Sea Country
Aunty Patsy Cameron (author)
Lisa Kennedy (illustrator)
Magabala Books, $24.99
This children’s book has a gloriously languid feel – awash with sensual detail. From bush tucker, to seasonal awareness, to the naming of nature in the local Aboriginal language, to showing which fish and shellfish were most abundant in the area, we learn of island life as lived by the author growing up on Flinders Island.
“My people are proud, strong people. We are the descendants of Mannelargenna of the Pairrrebeenne / Trawlwoolway clan,” Aunty Patsy Cameron writes to introduce her generous tale of the environment and traditions that have shaped her life and kin.
Whether fishing in wooden dinghies with long oars, collecting shells to string into necklaces, or imagining mutton birds diving deep and talking to whales, Cameron and her people clearly connected to Country in meaningful and sustainable ways. “We were free to hear Country speaking to us,” she writes “to watch for signs from Country”.
Lisa Kennedy, who is a descendant of the coastal Pairebeenne/Trawlwoolway clan in North East Tasmania, has illustrated the story in a way that shows her deep appreciation for Cameron’s story and the Bass Strait island on which it unfolds. Her love of the sea and marine life is also apparent.
All of the illustrations are detailed, warm and welcoming. My favourite shows vivid purple clouds, lino cut trees and mustard and black feathers.

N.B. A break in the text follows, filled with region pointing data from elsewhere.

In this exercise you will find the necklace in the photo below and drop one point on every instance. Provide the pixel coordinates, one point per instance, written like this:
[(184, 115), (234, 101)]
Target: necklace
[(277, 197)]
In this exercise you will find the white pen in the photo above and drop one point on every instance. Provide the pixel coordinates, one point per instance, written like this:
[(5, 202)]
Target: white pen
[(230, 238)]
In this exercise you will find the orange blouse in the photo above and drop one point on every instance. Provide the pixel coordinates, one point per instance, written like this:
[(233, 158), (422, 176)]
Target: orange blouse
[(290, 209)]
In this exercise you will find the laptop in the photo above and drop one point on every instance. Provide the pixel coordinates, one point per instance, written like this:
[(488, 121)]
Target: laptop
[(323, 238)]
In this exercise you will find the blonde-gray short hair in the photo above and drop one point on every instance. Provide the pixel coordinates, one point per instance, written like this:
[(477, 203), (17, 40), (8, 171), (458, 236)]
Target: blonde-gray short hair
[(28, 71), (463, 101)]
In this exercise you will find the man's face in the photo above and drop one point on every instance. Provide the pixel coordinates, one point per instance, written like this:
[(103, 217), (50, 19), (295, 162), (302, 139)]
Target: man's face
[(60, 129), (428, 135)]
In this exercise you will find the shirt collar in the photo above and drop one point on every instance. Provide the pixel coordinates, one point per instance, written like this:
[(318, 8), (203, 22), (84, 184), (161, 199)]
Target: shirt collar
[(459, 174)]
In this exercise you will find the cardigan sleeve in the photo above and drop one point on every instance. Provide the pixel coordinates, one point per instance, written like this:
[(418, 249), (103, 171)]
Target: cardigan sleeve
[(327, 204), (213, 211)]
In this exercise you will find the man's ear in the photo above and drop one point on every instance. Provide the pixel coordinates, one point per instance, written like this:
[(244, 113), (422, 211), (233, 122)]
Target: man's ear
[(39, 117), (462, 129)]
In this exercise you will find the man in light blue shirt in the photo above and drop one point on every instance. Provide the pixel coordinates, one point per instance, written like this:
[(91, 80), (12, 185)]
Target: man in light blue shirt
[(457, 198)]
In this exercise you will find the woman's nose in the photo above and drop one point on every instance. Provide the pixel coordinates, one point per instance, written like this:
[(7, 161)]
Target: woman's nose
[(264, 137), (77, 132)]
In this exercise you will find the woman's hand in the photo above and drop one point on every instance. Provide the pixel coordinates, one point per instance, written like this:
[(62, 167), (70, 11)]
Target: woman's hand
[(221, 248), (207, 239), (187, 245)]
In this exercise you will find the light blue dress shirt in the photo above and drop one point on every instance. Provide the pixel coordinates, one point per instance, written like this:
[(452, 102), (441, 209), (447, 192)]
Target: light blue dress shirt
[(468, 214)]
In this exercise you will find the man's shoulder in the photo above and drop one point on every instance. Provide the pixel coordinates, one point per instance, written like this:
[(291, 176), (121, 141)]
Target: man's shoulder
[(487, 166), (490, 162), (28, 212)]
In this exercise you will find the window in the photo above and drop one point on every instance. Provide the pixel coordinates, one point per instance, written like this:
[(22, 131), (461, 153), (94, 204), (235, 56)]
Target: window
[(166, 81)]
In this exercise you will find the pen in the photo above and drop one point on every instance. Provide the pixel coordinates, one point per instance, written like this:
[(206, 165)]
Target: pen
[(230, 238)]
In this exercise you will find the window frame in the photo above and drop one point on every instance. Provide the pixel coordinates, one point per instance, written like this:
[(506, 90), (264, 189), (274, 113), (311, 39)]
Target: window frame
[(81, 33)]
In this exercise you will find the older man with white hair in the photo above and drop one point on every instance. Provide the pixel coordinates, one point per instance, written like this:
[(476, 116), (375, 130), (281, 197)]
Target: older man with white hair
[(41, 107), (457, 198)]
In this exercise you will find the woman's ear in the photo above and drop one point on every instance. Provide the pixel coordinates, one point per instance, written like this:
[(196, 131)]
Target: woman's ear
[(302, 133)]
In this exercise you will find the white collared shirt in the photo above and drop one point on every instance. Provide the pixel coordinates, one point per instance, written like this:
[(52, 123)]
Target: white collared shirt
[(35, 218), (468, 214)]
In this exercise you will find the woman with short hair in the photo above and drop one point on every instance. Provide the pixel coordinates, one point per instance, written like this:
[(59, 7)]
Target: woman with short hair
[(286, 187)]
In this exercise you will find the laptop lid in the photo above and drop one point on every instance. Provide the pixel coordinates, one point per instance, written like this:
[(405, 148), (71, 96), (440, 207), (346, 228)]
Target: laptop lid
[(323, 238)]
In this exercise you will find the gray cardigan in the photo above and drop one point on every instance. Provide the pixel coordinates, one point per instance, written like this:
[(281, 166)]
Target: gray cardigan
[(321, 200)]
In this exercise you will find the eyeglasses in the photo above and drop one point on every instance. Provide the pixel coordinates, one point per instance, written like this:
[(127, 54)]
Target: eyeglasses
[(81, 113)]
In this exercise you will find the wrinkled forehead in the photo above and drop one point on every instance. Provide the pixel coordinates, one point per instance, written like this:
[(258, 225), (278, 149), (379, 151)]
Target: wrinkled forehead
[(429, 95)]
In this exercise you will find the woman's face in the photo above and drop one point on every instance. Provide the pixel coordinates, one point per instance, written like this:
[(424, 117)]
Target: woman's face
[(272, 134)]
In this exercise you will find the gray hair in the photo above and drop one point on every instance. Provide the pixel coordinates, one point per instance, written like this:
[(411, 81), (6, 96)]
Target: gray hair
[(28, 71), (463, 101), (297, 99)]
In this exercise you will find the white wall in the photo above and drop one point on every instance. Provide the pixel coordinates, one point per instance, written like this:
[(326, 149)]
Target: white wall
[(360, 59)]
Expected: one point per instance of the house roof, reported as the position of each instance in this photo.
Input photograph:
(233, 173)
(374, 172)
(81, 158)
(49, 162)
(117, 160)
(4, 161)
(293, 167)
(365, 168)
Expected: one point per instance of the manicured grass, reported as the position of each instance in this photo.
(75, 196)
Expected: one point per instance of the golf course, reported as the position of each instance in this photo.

It is accompanied by the text, “When the black cockatoos came down from the mountains, we knew it would rain, and the winds would blow from the north-west.”
Little touches, such as the way the words “rice shells, toothies, black crows, penguins, mairreeners, oat shells, gull shells” are formatted in a wavy line to mirror how the objects will be threaded onto string for necklaces, show extra attention to detail that matters.
Sea Country is a valuable addition to a growing suite of place-based children’s picture books that celebrate and illuminate Aboriginal and Torres Strait Islander histories, cultures, and environmental sustainability.
When Cameron writes that the paper nautilus shells “smelled like the deepest ocean”, I’m there on the sand beside her eager to see more, feel more, learn and listen.